Music Streaming recomendation System (LastFM)

jacobo123 · June 3, 2020, 11:53am

Hi!
I am doing a project for university using the Recomendation system of KNIME and now I have an inquery regarding the Calculate Association Rules Node.

Within the Node there are diferent operation nodes:

First for the upper calculation:
I assume:
The Learner Rule NODE is incharge of mathcing at its highest Probability the Songs that a User listens.
Question:
What is the principle of funtionality of the Split Collection Column in order to Split the artist in different rows.
How are they presented together in the table regarding the Consequent and Split Value?

For the Lower Calculation:
On the GroupBY Node
I assume
The (Count artist ID ) is used to “actually know how many time have an artist been played”

Question
Why is neede to do (Fisrt Artist ID)?
Does it take the First sample of the artist?

In the Complete Structure of the System
In the Math Formula Node
What does it represent the #Itemsetsupport?
And why does the Rule Quality depend on it ?

I hope to find Help with this concrete issue.
Any Information is Welcome.
Best regards

ScottF · June 9, 2020, 7:21pm

Hi @jacobo123

Welcome to the forum and sorry for the delayed reply. Let me see if I can answer your questions.

The Split Collection Column node isn’t doing anything fancy in this case - it’s basically just converting individual list items to strings for later reporting. I don’t know if you had a chance to open the BIRT report associated with this workflow, but the basic idea is “Users who listen to [Antecedent] also like to listen to [Consequent]”, sorted by the artists with strongest associations.

The First aggregation in the GroupBy node is used to grab pictures and artistIDs - since we know those values are static and we want to use them later in a generated report, the first one is fine to select. We could have just as easily used Last aggregation here.

As presented in the Borgelt documentation (linked in the node description) on the Item Support:

the absolute support (or simply the support ) of the item set S is the number of transactions in T that contain S.
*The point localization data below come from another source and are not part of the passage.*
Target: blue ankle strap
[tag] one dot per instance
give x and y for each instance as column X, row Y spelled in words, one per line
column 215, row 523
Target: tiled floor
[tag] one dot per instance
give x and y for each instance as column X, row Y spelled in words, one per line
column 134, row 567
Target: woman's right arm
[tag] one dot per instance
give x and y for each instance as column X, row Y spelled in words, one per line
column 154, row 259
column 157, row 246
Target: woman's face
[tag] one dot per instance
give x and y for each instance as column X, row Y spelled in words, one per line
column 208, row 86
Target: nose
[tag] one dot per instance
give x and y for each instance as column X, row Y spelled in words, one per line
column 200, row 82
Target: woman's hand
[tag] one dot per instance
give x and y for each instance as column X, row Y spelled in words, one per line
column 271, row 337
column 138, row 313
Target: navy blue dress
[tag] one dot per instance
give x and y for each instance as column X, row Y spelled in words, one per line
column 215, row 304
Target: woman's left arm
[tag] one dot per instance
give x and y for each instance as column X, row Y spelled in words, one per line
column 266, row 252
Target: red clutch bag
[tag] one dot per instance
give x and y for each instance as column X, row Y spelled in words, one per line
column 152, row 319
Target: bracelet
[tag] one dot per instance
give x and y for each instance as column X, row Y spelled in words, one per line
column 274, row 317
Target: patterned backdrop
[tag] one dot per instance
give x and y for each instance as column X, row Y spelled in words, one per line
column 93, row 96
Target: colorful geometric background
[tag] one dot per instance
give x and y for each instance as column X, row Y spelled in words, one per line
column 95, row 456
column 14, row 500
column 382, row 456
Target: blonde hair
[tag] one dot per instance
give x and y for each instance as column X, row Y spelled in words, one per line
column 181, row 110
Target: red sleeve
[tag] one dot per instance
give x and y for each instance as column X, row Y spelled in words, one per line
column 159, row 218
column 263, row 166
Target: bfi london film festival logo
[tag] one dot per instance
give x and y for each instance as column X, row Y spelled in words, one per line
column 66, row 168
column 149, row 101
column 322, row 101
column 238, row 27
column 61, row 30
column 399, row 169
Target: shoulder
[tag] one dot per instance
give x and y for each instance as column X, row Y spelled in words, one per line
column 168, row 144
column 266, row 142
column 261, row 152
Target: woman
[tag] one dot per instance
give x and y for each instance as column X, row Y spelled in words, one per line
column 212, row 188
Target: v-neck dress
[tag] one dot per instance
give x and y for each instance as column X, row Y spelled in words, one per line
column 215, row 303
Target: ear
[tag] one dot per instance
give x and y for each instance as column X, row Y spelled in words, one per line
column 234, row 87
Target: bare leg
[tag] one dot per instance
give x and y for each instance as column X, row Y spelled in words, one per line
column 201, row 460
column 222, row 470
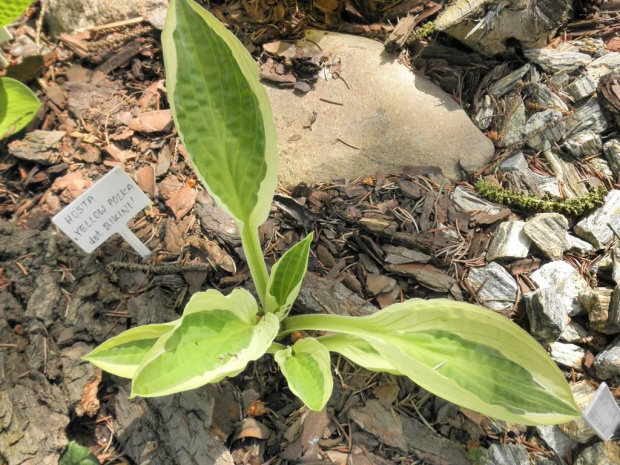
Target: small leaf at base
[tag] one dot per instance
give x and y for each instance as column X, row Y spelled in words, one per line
column 306, row 366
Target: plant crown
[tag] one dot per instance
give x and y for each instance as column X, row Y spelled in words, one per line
column 462, row 352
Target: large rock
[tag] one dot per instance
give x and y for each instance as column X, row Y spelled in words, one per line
column 70, row 15
column 386, row 118
column 504, row 27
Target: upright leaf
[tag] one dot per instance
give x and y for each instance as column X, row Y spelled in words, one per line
column 465, row 354
column 221, row 111
column 18, row 105
column 306, row 367
column 10, row 10
column 287, row 275
column 216, row 337
column 122, row 354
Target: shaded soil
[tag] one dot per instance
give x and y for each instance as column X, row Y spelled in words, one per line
column 57, row 303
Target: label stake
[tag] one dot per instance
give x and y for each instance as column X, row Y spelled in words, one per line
column 104, row 210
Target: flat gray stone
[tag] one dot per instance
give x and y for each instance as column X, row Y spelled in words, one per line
column 515, row 162
column 574, row 332
column 598, row 227
column 386, row 118
column 548, row 232
column 578, row 430
column 543, row 128
column 491, row 27
column 556, row 439
column 597, row 303
column 494, row 286
column 611, row 149
column 601, row 453
column 568, row 355
column 566, row 281
column 548, row 317
column 607, row 362
column 577, row 246
column 509, row 241
column 584, row 144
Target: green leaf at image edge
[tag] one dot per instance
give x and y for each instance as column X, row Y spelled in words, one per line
column 78, row 455
column 306, row 367
column 287, row 275
column 123, row 354
column 221, row 111
column 18, row 105
column 465, row 354
column 216, row 337
column 10, row 10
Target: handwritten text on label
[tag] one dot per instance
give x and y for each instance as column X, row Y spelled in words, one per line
column 102, row 210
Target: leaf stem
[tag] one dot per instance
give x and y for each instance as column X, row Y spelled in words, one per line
column 274, row 347
column 322, row 322
column 256, row 261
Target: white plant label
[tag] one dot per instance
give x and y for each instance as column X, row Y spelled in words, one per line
column 602, row 413
column 104, row 210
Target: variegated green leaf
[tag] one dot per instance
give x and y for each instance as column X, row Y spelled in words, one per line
column 18, row 105
column 306, row 367
column 287, row 275
column 221, row 111
column 10, row 10
column 216, row 337
column 359, row 351
column 466, row 354
column 122, row 354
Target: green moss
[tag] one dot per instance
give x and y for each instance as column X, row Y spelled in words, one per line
column 576, row 206
column 425, row 30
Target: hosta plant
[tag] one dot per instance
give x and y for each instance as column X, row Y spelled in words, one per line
column 18, row 104
column 461, row 352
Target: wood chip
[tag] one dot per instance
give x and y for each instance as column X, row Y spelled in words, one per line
column 152, row 121
column 182, row 201
column 145, row 177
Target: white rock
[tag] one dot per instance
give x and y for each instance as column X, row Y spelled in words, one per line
column 611, row 149
column 509, row 241
column 548, row 232
column 554, row 60
column 577, row 429
column 584, row 144
column 70, row 15
column 598, row 227
column 574, row 332
column 567, row 282
column 492, row 27
column 607, row 362
column 568, row 355
column 515, row 162
column 494, row 286
column 548, row 318
column 589, row 115
column 392, row 117
column 577, row 246
column 543, row 128
column 556, row 439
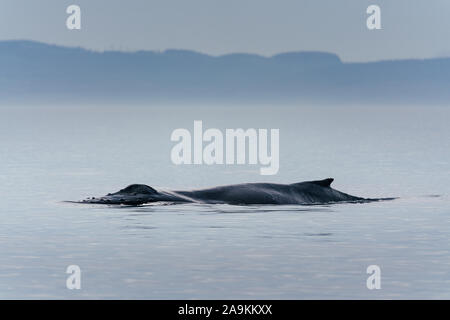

About rule quality you can also read more here: Apriori Documentation

Hope that helps!

jacobo123 · June 10, 2020, 6:25pm

Thanks for the Infromation

It does help!

Best regards

jacobo123 · July 10, 2020, 2:11pm

Greegtings! @ScottF
I would like to ask you two remaining questions for finishing my university report about KNIME recomendation system, it would be great if you could help me out.

First Question:
Once the whole procces is finidhed with the recomendation engine, how does the Music platform uses such information? Does the music company see the results on knime and take desicions? or is there a program code that links their work with KNIME?
I do not understand this next apporach from the companies and It is important to show it on the report, hope you could give me a hint.

2)Second Question:
Since Knime software is an open source program, and the costs only happen when the KNIME server is obtain, how does the costing work for the Music Platform?
what are they buying exactly and also iportant, how does the costing works for this specific case for a music platform?

Thanks in advance for the help.

Best regards.

ScottF · July 10, 2020, 2:26pm

Hi @jacobo123 -

First off, I should say that this workflow is really just an example of how you might implement an association rule algorithm on the publicly available Last.fm dataset - it’s not a workflow that is used in production.

That said, in a case like this it’s likely that in a production context, the REST API available in KNIME Server would be used. That is, the workflow could be called using JSON input of users and artists, the workflow would run, and the resulting associations would be provided as JSON output. This could all be implemented as part of a web page to get recommendations “on the fly”. We have examples of how this type deployment works on the Hub (although not specific to this Last.fm example, they are more general in nature).

As far as costs go in this hypothetical example, the workflow would be developed using KNIME AP (free) and deployed to KNIME Server, which is where the costs would factor in. KNIME Server can be licensed on an annual basis, or using as BYOL pay-as-you-go approach using a cloud server.

Does that help?

system · January 9, 2021, 2:30am

This topic was automatically closed 182 days after the last reply. New replies are no longer allowed.